An Observation
So today I went into a big institution. I talked to the receptionist. A pleasant open young woman. I was assigned a representative to help me. He was professional. Seemed to know his stuff. Kind. Patient when I asked questions and when I told him I already knew what he was attempting to teach me, but at one point he needed a certain card. He became animated and seemed to be a little upset that he didn’t have any at his workstation. He rifled through the receptionist’s desk. She had stepped away. She returned and stood apart, against the wall. There was definitely a power dynamic at play. She quietly asked him what he was looked for. He told her. She reached down to a lower shelf and handed a box to him. “Are you sure?” he asked her with distain, totally dismissing her. Apparently they were the correct cards but they weren’t in English. He hurried to another representative’s workstation, also empty. He jubilantly retrieved a card and gave it to me.

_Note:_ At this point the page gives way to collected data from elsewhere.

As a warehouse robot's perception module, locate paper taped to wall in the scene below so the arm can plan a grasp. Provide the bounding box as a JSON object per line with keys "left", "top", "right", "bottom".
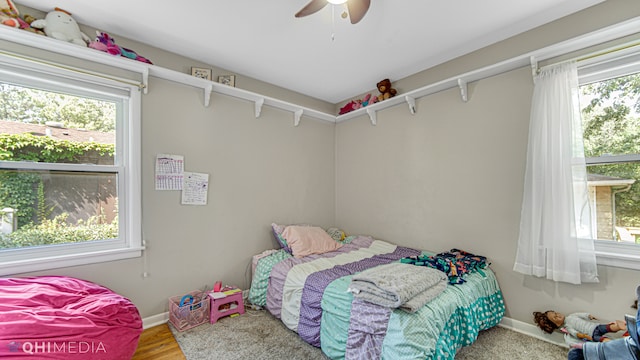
{"left": 155, "top": 154, "right": 184, "bottom": 190}
{"left": 182, "top": 172, "right": 209, "bottom": 205}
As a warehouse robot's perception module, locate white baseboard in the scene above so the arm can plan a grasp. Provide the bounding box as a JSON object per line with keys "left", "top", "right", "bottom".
{"left": 499, "top": 316, "right": 568, "bottom": 348}
{"left": 142, "top": 312, "right": 169, "bottom": 329}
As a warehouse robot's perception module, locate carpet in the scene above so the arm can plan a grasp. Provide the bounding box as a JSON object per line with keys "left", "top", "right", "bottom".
{"left": 171, "top": 308, "right": 568, "bottom": 360}
{"left": 170, "top": 308, "right": 328, "bottom": 360}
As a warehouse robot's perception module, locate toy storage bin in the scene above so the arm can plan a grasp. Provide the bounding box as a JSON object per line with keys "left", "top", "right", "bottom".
{"left": 168, "top": 290, "right": 210, "bottom": 331}
{"left": 209, "top": 290, "right": 245, "bottom": 323}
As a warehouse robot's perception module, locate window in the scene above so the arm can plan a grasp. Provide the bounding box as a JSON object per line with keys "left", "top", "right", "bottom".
{"left": 578, "top": 46, "right": 640, "bottom": 269}
{"left": 0, "top": 54, "right": 142, "bottom": 275}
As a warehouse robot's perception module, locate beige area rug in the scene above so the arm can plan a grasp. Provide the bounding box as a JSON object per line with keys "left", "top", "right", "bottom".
{"left": 170, "top": 308, "right": 329, "bottom": 360}
{"left": 170, "top": 308, "right": 568, "bottom": 360}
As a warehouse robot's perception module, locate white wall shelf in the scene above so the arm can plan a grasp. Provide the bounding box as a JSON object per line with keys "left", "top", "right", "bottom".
{"left": 0, "top": 25, "right": 335, "bottom": 125}
{"left": 1, "top": 16, "right": 639, "bottom": 126}
{"left": 335, "top": 16, "right": 640, "bottom": 124}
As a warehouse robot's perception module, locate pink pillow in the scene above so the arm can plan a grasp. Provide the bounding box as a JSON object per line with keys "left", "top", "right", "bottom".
{"left": 281, "top": 225, "right": 343, "bottom": 258}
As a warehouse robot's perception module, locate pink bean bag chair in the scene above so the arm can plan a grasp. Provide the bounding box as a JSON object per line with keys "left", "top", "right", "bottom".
{"left": 0, "top": 276, "right": 142, "bottom": 359}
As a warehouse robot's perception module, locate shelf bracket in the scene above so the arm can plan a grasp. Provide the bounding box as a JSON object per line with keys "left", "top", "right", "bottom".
{"left": 255, "top": 97, "right": 265, "bottom": 118}
{"left": 405, "top": 95, "right": 416, "bottom": 114}
{"left": 141, "top": 68, "right": 149, "bottom": 94}
{"left": 366, "top": 108, "right": 377, "bottom": 126}
{"left": 294, "top": 109, "right": 303, "bottom": 127}
{"left": 530, "top": 56, "right": 538, "bottom": 79}
{"left": 203, "top": 84, "right": 213, "bottom": 107}
{"left": 457, "top": 78, "right": 468, "bottom": 102}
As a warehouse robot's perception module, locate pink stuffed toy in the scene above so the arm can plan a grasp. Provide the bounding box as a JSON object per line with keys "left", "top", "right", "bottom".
{"left": 338, "top": 93, "right": 379, "bottom": 115}
{"left": 361, "top": 93, "right": 379, "bottom": 107}
{"left": 88, "top": 31, "right": 121, "bottom": 55}
{"left": 88, "top": 31, "right": 152, "bottom": 64}
{"left": 339, "top": 100, "right": 358, "bottom": 115}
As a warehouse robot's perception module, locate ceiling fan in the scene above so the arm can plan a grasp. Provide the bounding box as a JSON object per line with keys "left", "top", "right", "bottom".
{"left": 295, "top": 0, "right": 371, "bottom": 24}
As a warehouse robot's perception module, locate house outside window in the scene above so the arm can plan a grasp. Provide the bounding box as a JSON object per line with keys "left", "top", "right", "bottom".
{"left": 0, "top": 55, "right": 142, "bottom": 275}
{"left": 578, "top": 46, "right": 640, "bottom": 269}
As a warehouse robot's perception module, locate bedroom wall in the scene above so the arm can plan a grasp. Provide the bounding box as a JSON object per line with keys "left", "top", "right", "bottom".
{"left": 335, "top": 0, "right": 640, "bottom": 330}
{"left": 4, "top": 6, "right": 336, "bottom": 319}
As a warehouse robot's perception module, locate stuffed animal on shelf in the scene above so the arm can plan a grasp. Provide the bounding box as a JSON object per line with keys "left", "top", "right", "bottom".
{"left": 0, "top": 0, "right": 30, "bottom": 30}
{"left": 376, "top": 78, "right": 397, "bottom": 101}
{"left": 361, "top": 93, "right": 378, "bottom": 107}
{"left": 338, "top": 100, "right": 358, "bottom": 115}
{"left": 88, "top": 31, "right": 152, "bottom": 64}
{"left": 30, "top": 8, "right": 90, "bottom": 46}
{"left": 21, "top": 14, "right": 45, "bottom": 35}
{"left": 338, "top": 93, "right": 378, "bottom": 115}
{"left": 89, "top": 31, "right": 122, "bottom": 55}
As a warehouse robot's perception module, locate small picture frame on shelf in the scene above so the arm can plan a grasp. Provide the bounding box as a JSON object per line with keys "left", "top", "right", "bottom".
{"left": 218, "top": 75, "right": 235, "bottom": 87}
{"left": 191, "top": 67, "right": 212, "bottom": 81}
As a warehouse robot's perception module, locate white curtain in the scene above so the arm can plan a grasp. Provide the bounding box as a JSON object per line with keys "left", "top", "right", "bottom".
{"left": 514, "top": 61, "right": 599, "bottom": 284}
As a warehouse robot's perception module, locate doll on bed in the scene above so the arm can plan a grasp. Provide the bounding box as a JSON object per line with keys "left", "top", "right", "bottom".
{"left": 533, "top": 310, "right": 627, "bottom": 342}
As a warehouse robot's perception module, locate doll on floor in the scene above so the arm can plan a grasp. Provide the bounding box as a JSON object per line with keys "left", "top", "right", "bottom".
{"left": 533, "top": 311, "right": 627, "bottom": 343}
{"left": 567, "top": 288, "right": 639, "bottom": 360}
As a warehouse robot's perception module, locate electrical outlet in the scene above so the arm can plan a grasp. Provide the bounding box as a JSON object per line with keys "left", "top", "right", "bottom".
{"left": 242, "top": 289, "right": 248, "bottom": 300}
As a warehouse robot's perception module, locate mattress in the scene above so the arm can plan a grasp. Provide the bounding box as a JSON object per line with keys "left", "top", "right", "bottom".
{"left": 249, "top": 235, "right": 505, "bottom": 359}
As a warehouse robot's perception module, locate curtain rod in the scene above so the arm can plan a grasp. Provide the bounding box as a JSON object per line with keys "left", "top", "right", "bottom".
{"left": 577, "top": 40, "right": 640, "bottom": 62}
{"left": 0, "top": 49, "right": 145, "bottom": 90}
{"left": 537, "top": 40, "right": 640, "bottom": 73}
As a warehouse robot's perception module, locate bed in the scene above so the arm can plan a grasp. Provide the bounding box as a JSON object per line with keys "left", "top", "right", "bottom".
{"left": 249, "top": 225, "right": 505, "bottom": 359}
{"left": 0, "top": 276, "right": 142, "bottom": 359}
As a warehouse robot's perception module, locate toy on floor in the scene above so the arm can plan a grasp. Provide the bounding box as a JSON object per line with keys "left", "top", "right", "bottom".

Later when he went to hand in some of the paperwork we had filled out, I walked over to the receptionist and asked her if I could tell her something kind of personal. She said yes. We had already made a light but lovely connection when I walked in. I told her that sometimes when someone was feeling insecure they said things to belittle or dismiss another person in order to make themselves feel better. I told her I wanted her to know that she hadn’t done anything wrong, that I knew she had been trying to help. Her eyes grew large. She thanked me and said she didn’t realize that people did that. I said yes that sometimes they do and that we’ve been trained to react as if it is our fault, as if we did something wrong. I could see in her eyes that I didn’t have to add the words “as women” — she understood. She also told me how wonderful it was to learn about the world by seeing it through others’ eyes. I told her I would be speaking to the representative about how he treated her.
When all our business was concluded, I thanked the representative for his skill, his kindness toward me, and for his patience. I also told him that the way he spoke so dismissively to the receptionist really bothered me, so much that I had almost asked to be assigned to a different representative. I told him that I then decided to give him a chance and to tell him what I noticed at the end of our time together. He thanked me. Said he appreciated my point of view but that of course I couldn’t know what their relationships was, implying that it was so much banter since they were work colleagues. I informed him that he had spoken to the receptionist in a way that wouldn’t be appropriate no matter what their relationship was. She could have been his significant other and it still wouldn’t have been okay. It wasn’t so much what he said but how he said it. He looked very taken aback but stopped defending himself and thought about what I said. Maybe I only made a dent. Maybe even that didn’t happen, Who knows? Anyway I shook his hand and asked him where the restroom was.